Alf Björnfot abrió la boca pero la volvió a cerrar.

—Las guardamos en la caja fuerte de un banco —continuó— y Marcus las recupera cuando cumpla los dieciocho años. Prometo controlar la empresa para que no planifiquen nuevas emisiones u otra cosa que haga que pierdan su valor.

—Örjan sabe que existen —dijo Anna-Maria bostezando.

—¡Que existían! Pero, mira por dónde, Sol-Britt las tiró creyendo que no tenían valor ninguno —dijo Rebecka—. Si la madre de Marcus quiere que viva con ella, perfecto. Pero debe querer hacerlo sin dinero.

—Entonces no querrá —apuntó Anna-Maria.

Se volvió hacia Krister.

—Y en ese caso, tú quieres hacerte cargo de él, ¿no? Créeme —continuó—: un crío da mucho trabajo y a este le han pasado unas cuantas cosas.

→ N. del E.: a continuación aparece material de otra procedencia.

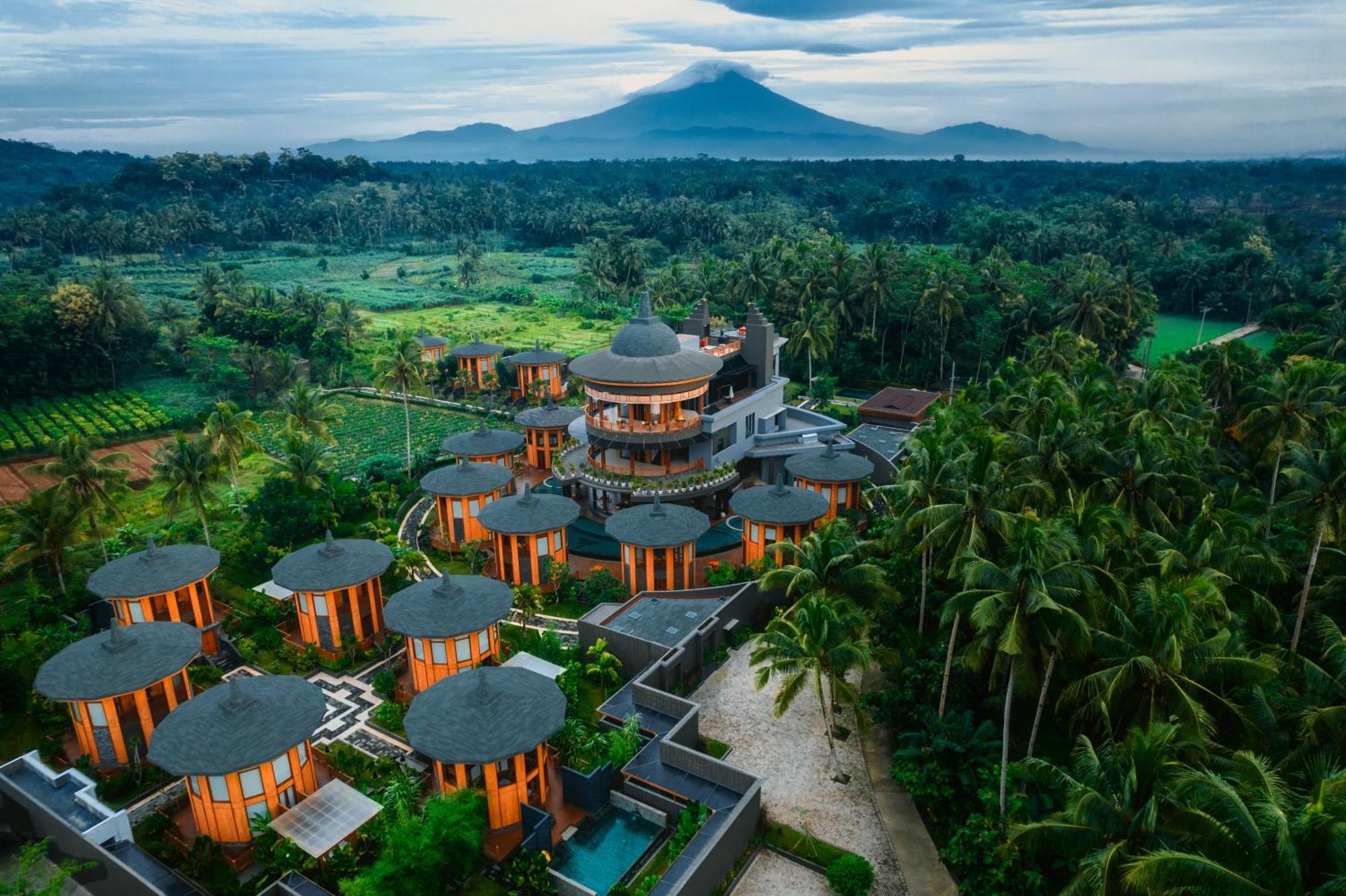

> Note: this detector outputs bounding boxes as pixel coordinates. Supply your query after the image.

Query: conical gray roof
[32,623,201,700]
[87,538,219,597]
[785,441,874,482]
[604,495,711,548]
[147,673,327,775]
[571,292,721,385]
[476,486,580,535]
[404,666,565,764]
[421,461,514,496]
[730,478,832,526]
[384,576,514,638]
[271,529,393,591]
[441,420,524,457]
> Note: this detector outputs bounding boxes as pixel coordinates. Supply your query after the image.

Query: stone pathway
[692,648,907,896]
[730,849,832,896]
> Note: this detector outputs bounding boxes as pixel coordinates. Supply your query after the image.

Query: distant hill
[0,140,133,209]
[310,67,1104,161]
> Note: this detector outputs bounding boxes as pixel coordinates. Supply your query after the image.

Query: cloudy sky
[0,0,1346,156]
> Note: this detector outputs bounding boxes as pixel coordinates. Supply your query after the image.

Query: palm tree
[1008,722,1203,896]
[762,518,892,607]
[268,433,332,492]
[1124,751,1346,896]
[374,338,425,479]
[153,432,219,546]
[785,308,837,385]
[5,486,79,595]
[28,432,131,562]
[202,401,261,491]
[748,592,875,780]
[944,517,1096,815]
[921,269,968,383]
[584,638,622,696]
[267,382,345,445]
[1285,425,1346,652]
[1237,365,1337,533]
[514,583,546,635]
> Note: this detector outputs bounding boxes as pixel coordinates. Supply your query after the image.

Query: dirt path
[0,436,172,505]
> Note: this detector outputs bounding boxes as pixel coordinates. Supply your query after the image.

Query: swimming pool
[553,807,662,896]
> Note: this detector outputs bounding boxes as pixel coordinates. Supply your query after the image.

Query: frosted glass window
[271,753,291,784]
[238,768,262,798]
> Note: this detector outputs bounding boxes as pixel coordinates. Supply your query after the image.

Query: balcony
[584,408,701,436]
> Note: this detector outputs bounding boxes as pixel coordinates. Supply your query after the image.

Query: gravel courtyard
[692,648,907,896]
[734,849,832,896]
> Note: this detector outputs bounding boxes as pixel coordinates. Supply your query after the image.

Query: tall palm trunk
[1263,443,1285,538]
[1024,647,1057,759]
[402,383,412,479]
[1289,517,1327,654]
[940,613,962,718]
[1000,654,1018,817]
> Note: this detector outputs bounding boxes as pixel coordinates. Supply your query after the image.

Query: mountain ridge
[308,69,1106,161]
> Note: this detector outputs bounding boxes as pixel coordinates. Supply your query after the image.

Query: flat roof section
[603,595,730,647]
[847,424,911,460]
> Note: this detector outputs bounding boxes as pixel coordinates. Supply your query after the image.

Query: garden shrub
[828,853,874,896]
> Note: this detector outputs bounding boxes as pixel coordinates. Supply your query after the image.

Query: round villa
[405,666,565,830]
[415,332,448,365]
[87,538,219,654]
[502,340,565,401]
[271,530,393,651]
[32,622,201,766]
[571,293,723,478]
[478,486,580,587]
[785,441,874,519]
[730,479,830,564]
[149,674,327,844]
[384,576,514,693]
[448,336,505,389]
[514,396,584,470]
[606,495,711,595]
[441,420,524,470]
[421,463,514,550]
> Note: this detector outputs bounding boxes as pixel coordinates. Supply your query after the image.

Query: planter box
[561,763,616,813]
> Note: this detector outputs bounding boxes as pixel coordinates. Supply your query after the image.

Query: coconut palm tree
[1285,425,1346,652]
[28,432,131,562]
[374,338,425,479]
[1124,751,1346,896]
[762,518,892,607]
[1008,722,1205,896]
[748,592,875,780]
[265,382,345,445]
[1237,365,1338,533]
[202,401,261,491]
[153,432,219,545]
[944,517,1097,814]
[785,308,837,383]
[5,486,79,595]
[584,638,622,696]
[267,433,332,492]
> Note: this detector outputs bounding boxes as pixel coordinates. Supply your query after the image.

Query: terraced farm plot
[258,396,509,476]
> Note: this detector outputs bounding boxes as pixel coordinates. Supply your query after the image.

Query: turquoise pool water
[553,809,660,896]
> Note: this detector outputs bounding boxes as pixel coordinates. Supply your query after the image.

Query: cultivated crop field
[258,396,514,476]
[0,389,174,455]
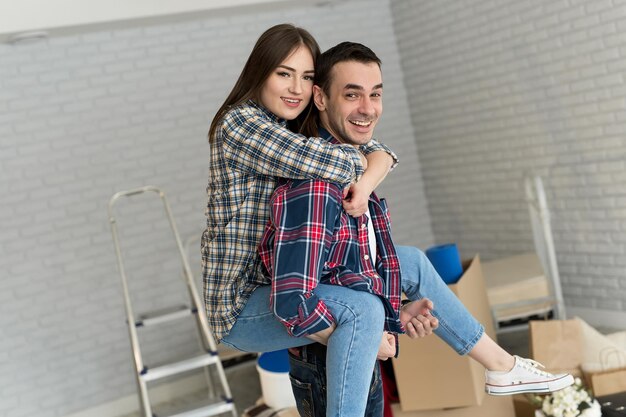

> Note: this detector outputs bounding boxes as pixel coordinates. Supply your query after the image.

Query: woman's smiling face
[259,46,314,120]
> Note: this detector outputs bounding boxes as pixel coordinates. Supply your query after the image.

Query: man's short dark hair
[315,42,381,95]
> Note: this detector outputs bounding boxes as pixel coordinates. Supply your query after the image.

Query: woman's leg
[396,246,484,355]
[396,246,515,371]
[222,284,384,417]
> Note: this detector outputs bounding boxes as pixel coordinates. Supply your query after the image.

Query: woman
[202,25,571,416]
[201,25,395,416]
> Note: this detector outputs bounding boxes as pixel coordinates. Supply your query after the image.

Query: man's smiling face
[314,61,383,145]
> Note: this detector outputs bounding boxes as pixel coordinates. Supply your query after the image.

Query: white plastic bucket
[256,349,296,410]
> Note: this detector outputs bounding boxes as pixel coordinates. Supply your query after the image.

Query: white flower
[532,378,602,417]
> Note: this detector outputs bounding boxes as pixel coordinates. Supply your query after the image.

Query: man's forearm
[359,151,394,190]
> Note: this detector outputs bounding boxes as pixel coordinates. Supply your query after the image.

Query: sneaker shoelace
[517,356,552,377]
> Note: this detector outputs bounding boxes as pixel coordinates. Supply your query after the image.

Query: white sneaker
[485,355,574,395]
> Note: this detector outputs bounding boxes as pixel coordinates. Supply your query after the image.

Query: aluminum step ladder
[108,186,237,417]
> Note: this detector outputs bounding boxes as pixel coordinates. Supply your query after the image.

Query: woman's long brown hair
[209,23,320,142]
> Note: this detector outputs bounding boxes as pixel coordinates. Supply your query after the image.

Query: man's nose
[359,96,375,115]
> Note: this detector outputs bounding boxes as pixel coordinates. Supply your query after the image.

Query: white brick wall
[0,0,428,417]
[391,0,626,312]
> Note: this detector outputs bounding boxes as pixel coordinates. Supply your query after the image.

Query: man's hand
[400,298,439,339]
[376,332,396,361]
[307,323,337,346]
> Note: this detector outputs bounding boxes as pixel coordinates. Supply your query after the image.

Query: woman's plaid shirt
[201,101,397,341]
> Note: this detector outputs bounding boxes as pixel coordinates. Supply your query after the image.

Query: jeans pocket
[289,375,315,417]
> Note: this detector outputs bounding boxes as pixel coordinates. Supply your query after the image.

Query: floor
[119,324,528,417]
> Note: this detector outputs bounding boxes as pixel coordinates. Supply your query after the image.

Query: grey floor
[119,330,528,417]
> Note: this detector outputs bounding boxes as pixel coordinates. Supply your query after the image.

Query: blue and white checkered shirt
[201,101,397,341]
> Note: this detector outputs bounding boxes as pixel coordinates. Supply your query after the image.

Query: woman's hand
[400,298,439,339]
[343,180,374,217]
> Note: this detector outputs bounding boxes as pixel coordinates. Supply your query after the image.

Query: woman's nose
[289,77,302,94]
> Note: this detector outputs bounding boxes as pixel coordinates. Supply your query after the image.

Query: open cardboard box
[529,319,626,397]
[393,255,512,416]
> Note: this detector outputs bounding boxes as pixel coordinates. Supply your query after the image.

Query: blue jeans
[396,246,485,355]
[222,246,484,417]
[222,284,384,417]
[289,343,384,417]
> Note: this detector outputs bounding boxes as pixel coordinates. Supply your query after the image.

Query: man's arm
[270,180,341,343]
[343,150,396,217]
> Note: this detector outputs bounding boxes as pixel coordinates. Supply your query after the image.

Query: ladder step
[135,306,196,327]
[162,401,235,417]
[141,353,219,382]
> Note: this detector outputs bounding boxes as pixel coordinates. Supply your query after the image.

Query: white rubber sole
[485,374,574,395]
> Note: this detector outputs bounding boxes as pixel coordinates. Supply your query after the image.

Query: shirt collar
[247,99,287,125]
[317,126,341,145]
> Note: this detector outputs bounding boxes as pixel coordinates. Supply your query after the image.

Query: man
[259,42,573,416]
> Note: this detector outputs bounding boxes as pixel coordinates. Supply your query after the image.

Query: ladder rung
[163,401,235,417]
[141,353,219,382]
[135,306,195,327]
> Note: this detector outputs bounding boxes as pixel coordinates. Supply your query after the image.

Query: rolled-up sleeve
[221,109,363,185]
[359,139,400,170]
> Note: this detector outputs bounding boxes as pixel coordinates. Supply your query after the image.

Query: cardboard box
[482,253,553,322]
[393,255,495,411]
[391,395,512,417]
[529,319,626,396]
[584,368,626,397]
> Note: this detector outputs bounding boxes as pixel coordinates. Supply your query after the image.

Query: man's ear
[313,85,326,111]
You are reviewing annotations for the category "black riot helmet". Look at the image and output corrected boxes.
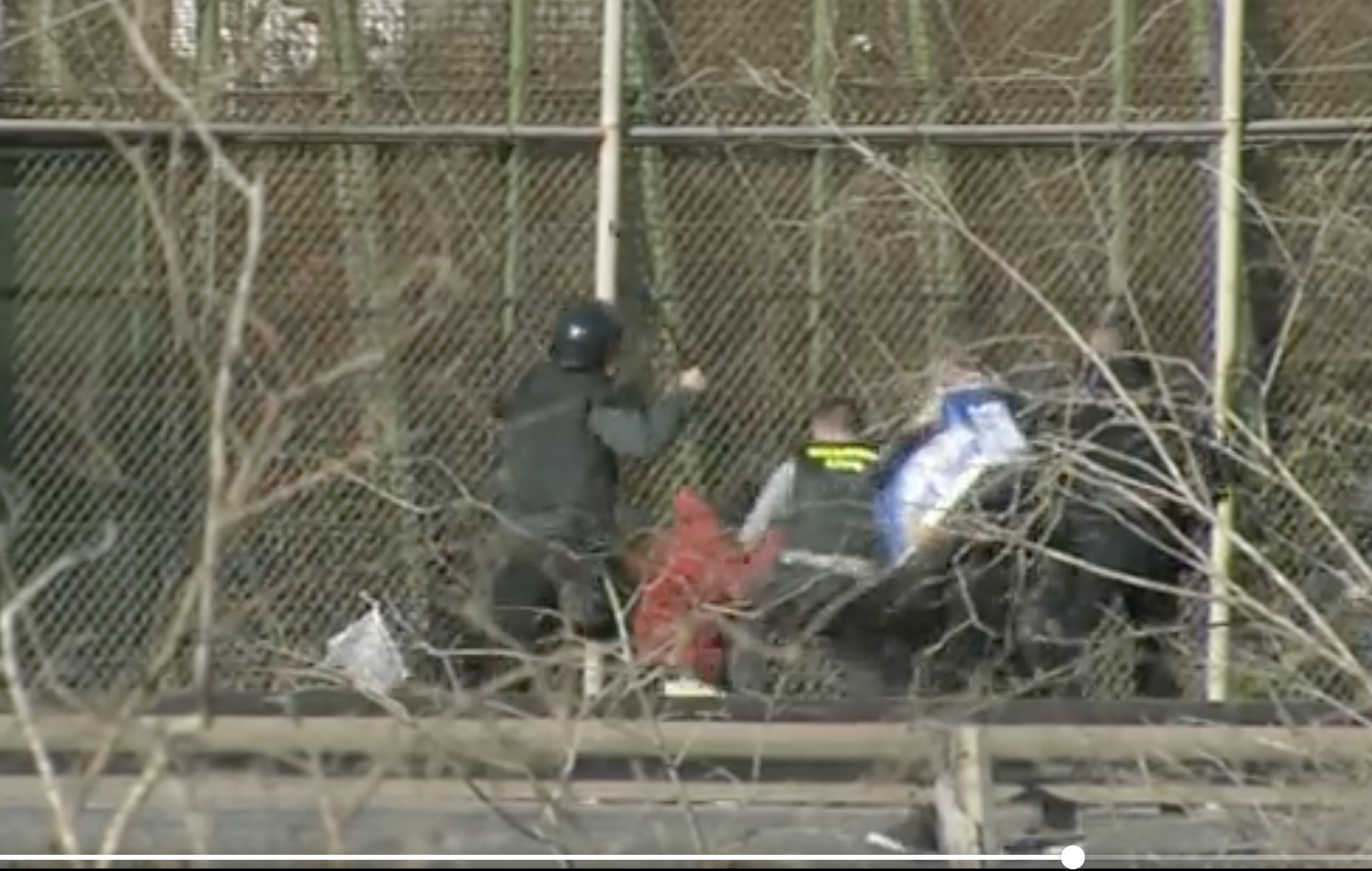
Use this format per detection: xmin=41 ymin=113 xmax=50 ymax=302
xmin=550 ymin=300 xmax=622 ymax=372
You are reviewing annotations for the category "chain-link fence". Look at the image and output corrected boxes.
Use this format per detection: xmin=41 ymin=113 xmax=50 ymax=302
xmin=0 ymin=0 xmax=1370 ymax=699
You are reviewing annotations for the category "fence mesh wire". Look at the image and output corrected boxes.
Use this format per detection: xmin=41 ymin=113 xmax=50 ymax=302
xmin=0 ymin=0 xmax=1372 ymax=694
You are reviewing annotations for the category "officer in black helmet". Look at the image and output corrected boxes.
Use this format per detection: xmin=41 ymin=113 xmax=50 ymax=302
xmin=491 ymin=302 xmax=705 ymax=666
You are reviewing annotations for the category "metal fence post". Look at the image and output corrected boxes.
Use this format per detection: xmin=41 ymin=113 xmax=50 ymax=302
xmin=501 ymin=0 xmax=532 ymax=341
xmin=1206 ymin=0 xmax=1246 ymax=701
xmin=1107 ymin=0 xmax=1139 ymax=307
xmin=582 ymin=0 xmax=624 ymax=697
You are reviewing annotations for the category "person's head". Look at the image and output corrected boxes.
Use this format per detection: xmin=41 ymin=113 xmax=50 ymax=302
xmin=549 ymin=300 xmax=623 ymax=372
xmin=933 ymin=350 xmax=985 ymax=393
xmin=809 ymin=396 xmax=862 ymax=442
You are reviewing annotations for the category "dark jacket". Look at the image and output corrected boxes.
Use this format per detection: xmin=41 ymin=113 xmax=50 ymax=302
xmin=498 ymin=362 xmax=687 ymax=549
xmin=783 ymin=442 xmax=878 ymax=559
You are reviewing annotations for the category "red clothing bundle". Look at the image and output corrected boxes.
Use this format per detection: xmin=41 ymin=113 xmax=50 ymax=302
xmin=632 ymin=490 xmax=781 ymax=682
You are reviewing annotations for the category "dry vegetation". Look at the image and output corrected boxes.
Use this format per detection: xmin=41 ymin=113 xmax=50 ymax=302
xmin=0 ymin=4 xmax=1372 ymax=867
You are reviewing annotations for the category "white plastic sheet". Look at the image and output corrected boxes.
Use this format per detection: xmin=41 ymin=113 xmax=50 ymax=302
xmin=324 ymin=604 xmax=410 ymax=694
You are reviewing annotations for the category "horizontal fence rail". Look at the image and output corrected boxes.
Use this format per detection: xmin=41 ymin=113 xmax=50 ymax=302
xmin=0 ymin=117 xmax=1372 ymax=147
xmin=0 ymin=694 xmax=1372 ymax=855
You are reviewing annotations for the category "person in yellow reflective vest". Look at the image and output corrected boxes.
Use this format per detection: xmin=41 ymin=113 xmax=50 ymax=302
xmin=733 ymin=397 xmax=882 ymax=694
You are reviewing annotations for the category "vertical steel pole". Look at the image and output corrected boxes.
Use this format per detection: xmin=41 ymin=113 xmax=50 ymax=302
xmin=596 ymin=0 xmax=624 ymax=303
xmin=1206 ymin=0 xmax=1247 ymax=701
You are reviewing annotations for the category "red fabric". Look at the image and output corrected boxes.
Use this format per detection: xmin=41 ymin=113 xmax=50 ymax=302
xmin=632 ymin=488 xmax=781 ymax=680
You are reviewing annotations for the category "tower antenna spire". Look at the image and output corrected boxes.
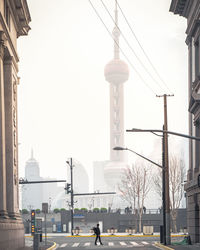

—Sí que quiero —respondió Krister—. Y no quiero su dinero. Por mí, podemos quemar esas acciones.

—Aquí no se quema nada —replicó Alf Björnfot—. Pero ¿qué hay que quemar? Todavía no he visto ninguna acción.

—Ni yo tampoco —dijo Anna-Maria—. ¿Podemos irnos a dormir?

—Sí —respondió Rebecka evitando mirar a Krister a los ojos—. Igual sí.